Madame Sylvie BOSI, Président,
Madame Marie-Andrée BAUMANN, Conseiller,
Madame Hélène GUILLOU, Conseiller,
Greffier, lors des débats : Madame Claudine AUBERT,
EXPOSE DES FAITS ET DE LA PROCEDURE
Suivant contrat à durée déterminée du 4 avril 1991, Mme A X a été embauchée à temps partiel, pour une durée hebdomadaire de 15 heures, par la société Le nettoyage général pour remplacer une salariée absente ; les parties ont confirmé à l’audience que Mme X exerçait des fonctions d’agent de service.
A compter du 11 septembre 1991, l’exécution du contrat de travail de Mme X s’est poursuivie dans le cadre d’un contrat à durée indéterminée, toujours dans le cadre d’un travail à temps partiel.
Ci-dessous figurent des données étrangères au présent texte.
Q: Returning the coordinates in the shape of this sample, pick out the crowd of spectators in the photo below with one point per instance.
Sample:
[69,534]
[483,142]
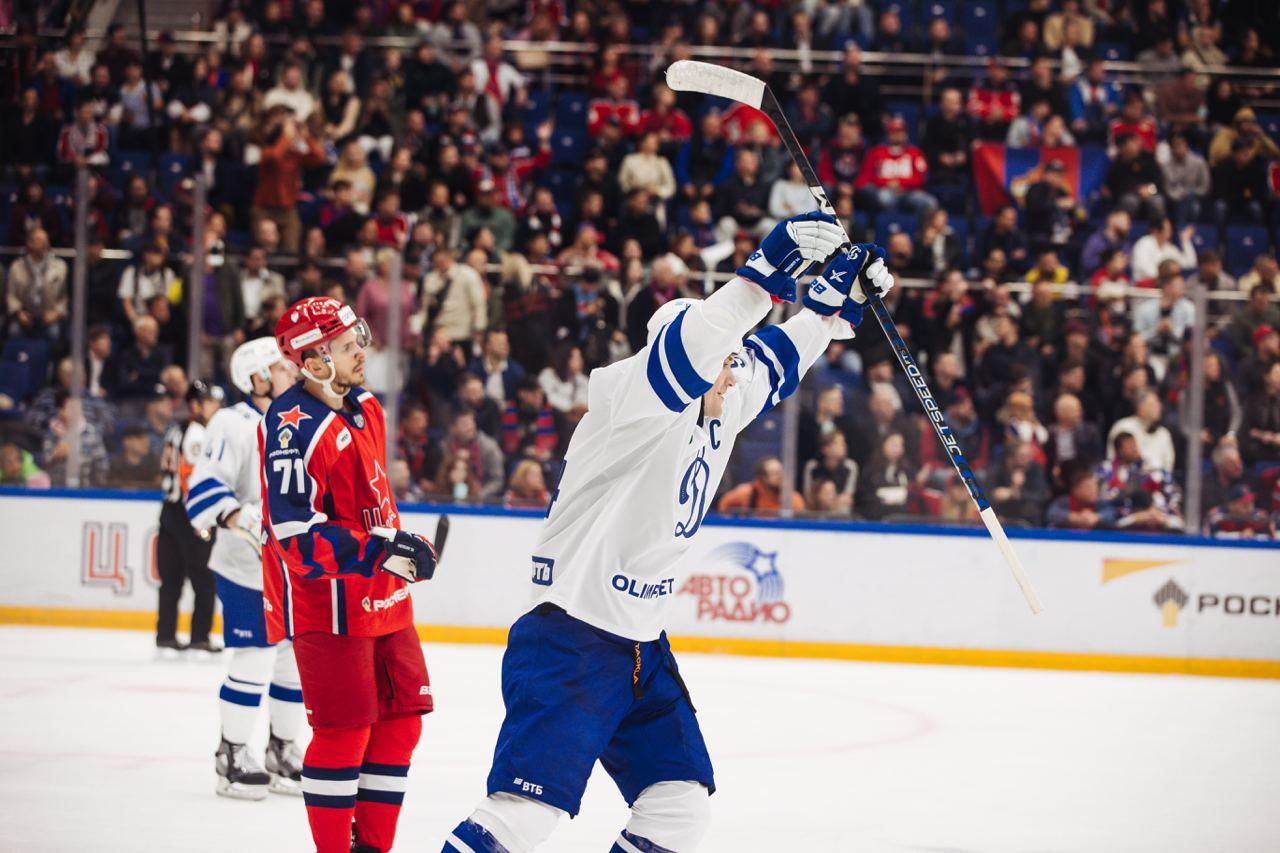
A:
[536,219]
A compter du 1er mars 2009, le contrat de travail de Mme X a été repris pas la société TFN qui emploie plus de dix salariés, avec reprise de son ancienneté au 4 avril 1991, Mme X exerçant toujours les fonctions d’agent de service ; l’avenant prévoyait un temps de travail mensuel de 124,58 heures.
Les relations contractuelles étaient soumises à la convention collective des entreprises de propreté.
A compter du 14 septembre 2009, Mme X a été sans interruption en arrêt de maladie ; la société communique les arrêts de travail pour maladie que sa salariée lui a adressés et qui se sont succédé, sans interruption, du 14 septembre 2009 au 22 janvier 2012.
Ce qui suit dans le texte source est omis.